I don't know what Death is. Not really. I don't know what God is either. "Death" and "God" are just words for things that I perceive vaguely. (The poet Rumi said that we should not confuse a finger pointing at the moon with the moon, which I think means that we should not confuse a word, which is a symbol, with its essence. I think Rumi's right.)
Who or what is God? I don't know. It does seem to me that there is a Great Spirit, for want of a better word…or maybe Energy is a better word…or Grace. I suspect that "God" and "Allah" and "Yahweh" and "Om" and so forth are all words pointing to the same essence, something like the American Transcendentalists' notion of the "Over-Soul." (Oh there's another word: Soul), which Ralph Waldo Emerson called, “that great nature in which we rest…that common heart…the wise silence; the universal beauty; the eternal ONE.” For Emerson and for me, “In sickness, in languor, [it] give[s] us a strain of poetry, or a profound sentence, and we are refreshed….The soul is the perceiver and the revealer of truth.”
            This God, this Over-Soul, neither punishes nor rewards. This God simply is. Life simply is. And so Death is, too. For the Transcendentalists and for me, our bodies die and return to the earth: “dust to dust” as the old Anglican burial service has it. Our spirits remain with the Great Spirit.
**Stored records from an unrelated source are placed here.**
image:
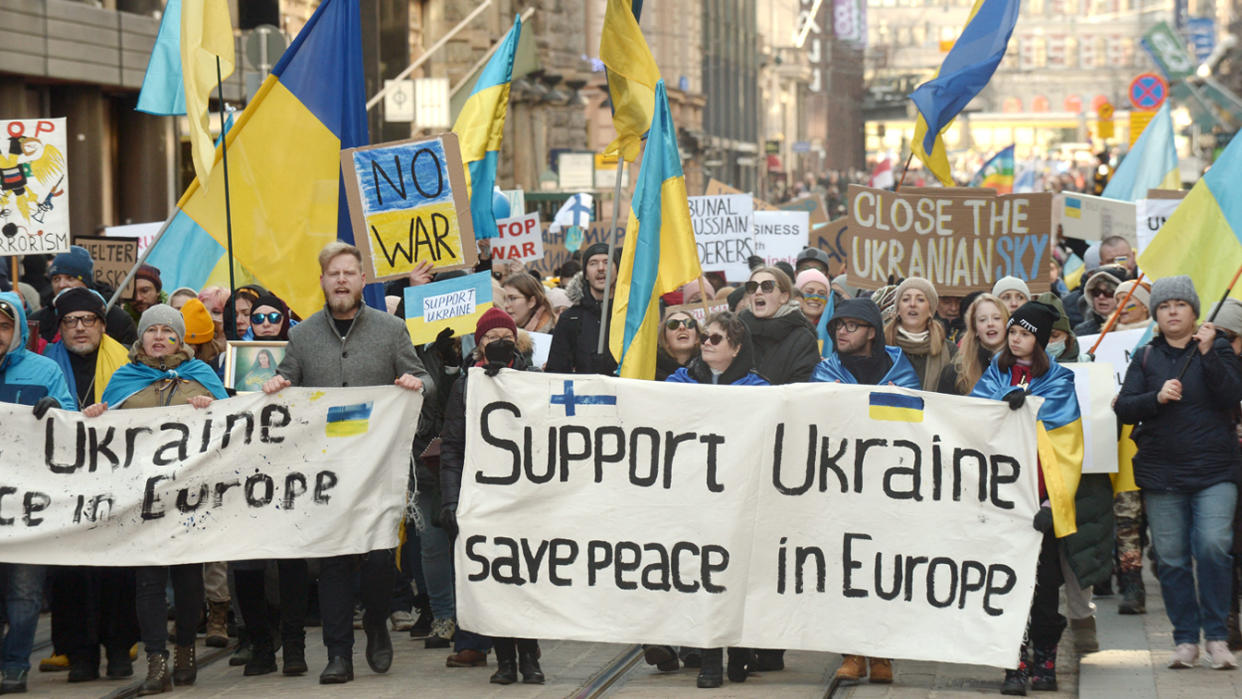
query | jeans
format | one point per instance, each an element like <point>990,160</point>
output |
<point>1194,524</point>
<point>153,604</point>
<point>22,600</point>
<point>437,563</point>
I don’t really know what that means, but I believe that it is so. Perhaps, as the American Romantic poet Walt Whitman writes, “Death is different than anyone supposed—and luckier.”
            I know I will die, and I am not afraid of Death, but I don’t want to die: not now and maybe I won’t ever want to die. I love my life. When I prepared for neurosurgery, I did not want to die, but I did not fear Death. I did not even fear pain. After surgery, when I hallucinated that I was in the crematorium, I was not upset, only frustrated because the hospital was so inept. (My surgeon was upset and reduced my steroids.)
I did not fear my death, but I feared losing my Self, my personality. I must admit that I am attached to my Self. This amuses me because I know that I’m happiest when I’m so absorbed in something or someone that I forget my Self and time and place. Perhaps these moments when I lose my Self will be like my death. Perhaps my body will be a clod, and my soul will return to the Light. Perhaps my soul won’t experience emotions, neither joy nor sadness, and perhaps my Soul will experience neither love nor hate. Perhaps my Soul will not even be mine. Perhaps then, my Soul will just be.